Dean Winchester is ripped into bloody shreds by hellhounds, and Sam collapses, drops out of the community entirely, running on his own away from guilt and loss and the ghosts of his mother and his father and his brother down a dangerous road that only leads to destruction and wreckage and ruin and revenge.

He's fucking a demon, people say.

He's not human, they whisper. Not anymore.

And then an angel raised Dean Winchester from Perdition and nothing was ever the same again. There was a secret war ripping the world apart, angels and demons and hunters and the Winchesters in the center of it all, fighting and hunting because it was all that they could do, all they'd ever been raised to do, except Sam was running with demons and Dean had been tortured in hell for god knows how long and people started to wonder, in earnest, if the Winchesters were really human anymore.

Bobby Singer made a fascinating argument to the contrary with the barrel of a shotgun.

And then Sam Winchester started the apocalypse, and nothing anybody said made a lick of difference because the Winchesters were monsters, inhuman, and maybe once they'd been good hunters but now they held tea parties with angels and demons and everybody agreed they had to be stopped, maybe if Sam Winchester died then the world would be saved (could they even die?), and you sat there and drank your whiskey and felt the weight of years on your shoulders as you laced worn and callused fingers together and prayed.

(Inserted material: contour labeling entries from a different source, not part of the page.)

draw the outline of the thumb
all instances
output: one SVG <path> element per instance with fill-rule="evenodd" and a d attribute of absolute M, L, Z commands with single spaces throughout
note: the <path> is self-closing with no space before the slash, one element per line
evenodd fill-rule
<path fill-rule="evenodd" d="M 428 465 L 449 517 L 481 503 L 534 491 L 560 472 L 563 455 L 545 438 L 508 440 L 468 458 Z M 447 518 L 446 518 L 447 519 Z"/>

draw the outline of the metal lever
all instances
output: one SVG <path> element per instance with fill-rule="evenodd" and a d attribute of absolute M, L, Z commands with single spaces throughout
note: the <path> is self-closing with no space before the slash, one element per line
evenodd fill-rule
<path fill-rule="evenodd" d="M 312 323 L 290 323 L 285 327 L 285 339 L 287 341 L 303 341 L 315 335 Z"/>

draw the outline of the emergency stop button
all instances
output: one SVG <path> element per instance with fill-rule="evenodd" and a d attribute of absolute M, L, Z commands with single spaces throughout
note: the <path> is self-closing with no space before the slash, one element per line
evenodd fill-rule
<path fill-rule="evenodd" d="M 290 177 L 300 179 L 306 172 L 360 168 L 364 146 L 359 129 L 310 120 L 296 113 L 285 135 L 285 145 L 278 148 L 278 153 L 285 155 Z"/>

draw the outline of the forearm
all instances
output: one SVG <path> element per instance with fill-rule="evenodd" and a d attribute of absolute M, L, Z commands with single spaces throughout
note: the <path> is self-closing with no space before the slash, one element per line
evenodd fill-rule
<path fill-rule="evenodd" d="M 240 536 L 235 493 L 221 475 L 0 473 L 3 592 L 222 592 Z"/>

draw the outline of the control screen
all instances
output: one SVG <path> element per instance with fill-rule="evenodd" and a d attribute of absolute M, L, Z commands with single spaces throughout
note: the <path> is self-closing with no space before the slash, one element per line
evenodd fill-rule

Ellen and Jo Harvelle died, went out with a bang and took a horde of hellhounds with them, went to meet Bill up in Heaven and join him as Good Folk Who'd Died Because of the Winchesters.

Two green hunters, cousins named Roy and Walt, came in one day swearing up and down and left and right that they'd killed the Winchesters, dead as a doornail both of 'em, and someone snorted and said, You boys mad? The Winchester's can't die. They ain't even human, not anymore. Y'ask me, you better start running till you reach a place you don't know the language and stay there.

Roy and Walt laughed with a hint of unease and shook their heads and everyone else, you included, wondered what sort of flowers to lay on their graves.

They were found two weeks later. Hunter's burial. No one was surprised.

And then Sam Winchester threw himself into Lucifer's Cage with the devil trapped inside him and this time he didn't come back, and all those hunters who'd condemned him as a monster were raising toasts and cheering for the brothers who'd saved the world, and you just smiled to yourself and drank your whiskey and thanked God for the Winchesters.